Risk factors for HCV familial clustering are controversial. In some studies, HCV familial clustering was relevant for high HCV RNA levels, severe liver disease, advanced age, long-term contact, sharing of personal hygiene items, and having a spouse who was infected with HCV [12, 13, 16]. The relationship between siblings and offspring was also a risk factor in a few studies [17].
In China, there are some data concerning familial clustering from epidemiological surveys among restricted populations in areas with very high prevalence of anti-HCV, up to 28.9–43.4% [16, 18, 19]. The risk factors for familial clustering in Chinese ethnic Han HCV patients have not been properly explored. Moreover, there has been no research focused on the relationship between HCV familial clustering and socioeconomic factors.

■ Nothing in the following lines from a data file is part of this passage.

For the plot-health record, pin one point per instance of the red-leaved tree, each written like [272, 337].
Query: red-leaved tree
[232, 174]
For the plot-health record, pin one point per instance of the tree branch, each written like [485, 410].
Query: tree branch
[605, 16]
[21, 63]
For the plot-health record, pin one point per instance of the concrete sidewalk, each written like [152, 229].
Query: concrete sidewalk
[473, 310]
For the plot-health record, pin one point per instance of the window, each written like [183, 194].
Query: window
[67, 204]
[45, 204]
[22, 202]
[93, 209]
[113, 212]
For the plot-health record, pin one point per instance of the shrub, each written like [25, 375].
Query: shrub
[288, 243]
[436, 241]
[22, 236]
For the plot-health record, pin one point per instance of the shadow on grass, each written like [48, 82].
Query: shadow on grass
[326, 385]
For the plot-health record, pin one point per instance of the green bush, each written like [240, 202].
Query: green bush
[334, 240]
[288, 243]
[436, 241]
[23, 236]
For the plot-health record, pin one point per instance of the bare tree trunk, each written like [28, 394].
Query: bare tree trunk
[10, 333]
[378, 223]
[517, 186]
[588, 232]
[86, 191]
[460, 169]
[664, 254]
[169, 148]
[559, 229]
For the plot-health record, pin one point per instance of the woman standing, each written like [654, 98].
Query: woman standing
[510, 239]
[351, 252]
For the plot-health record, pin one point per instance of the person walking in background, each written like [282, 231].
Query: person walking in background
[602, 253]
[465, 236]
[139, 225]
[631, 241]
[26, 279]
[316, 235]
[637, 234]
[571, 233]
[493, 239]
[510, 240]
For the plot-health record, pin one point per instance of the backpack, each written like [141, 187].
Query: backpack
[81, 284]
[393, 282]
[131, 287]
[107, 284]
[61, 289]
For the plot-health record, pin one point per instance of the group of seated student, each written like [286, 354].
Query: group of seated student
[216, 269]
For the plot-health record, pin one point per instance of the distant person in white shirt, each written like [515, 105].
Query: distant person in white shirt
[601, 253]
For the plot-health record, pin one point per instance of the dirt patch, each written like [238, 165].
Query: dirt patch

This study investigated the risk factors for familial clustering of HCV among the Chinese Han population via a large cross-sectional observational study.
Methods
Patients
A total of 1012 ethnic Han HCV treatment-naïve patients ≥18 years old were enrolled in this study using stratified sampling based on populations from five geographic regions at 28 university-affiliated hospitals across China between February and June 2011. The Han ethnic group accounts for approximately 92% of the Chinese population. Provinces in China were grouped into five geographic regions (North, South, East, West, and Central). Patient enrollment and sampling were weighted according to the population density within each region. HCV infection was confirmed or reconfirmed by anti-HCV antibody and positive HCV RNA testing within 90 days prior to enrollment. Patients who had received antiviral or interferon-based therapy for hepatitis C or hepatitis B were excluded. There were no other exclusion criteria.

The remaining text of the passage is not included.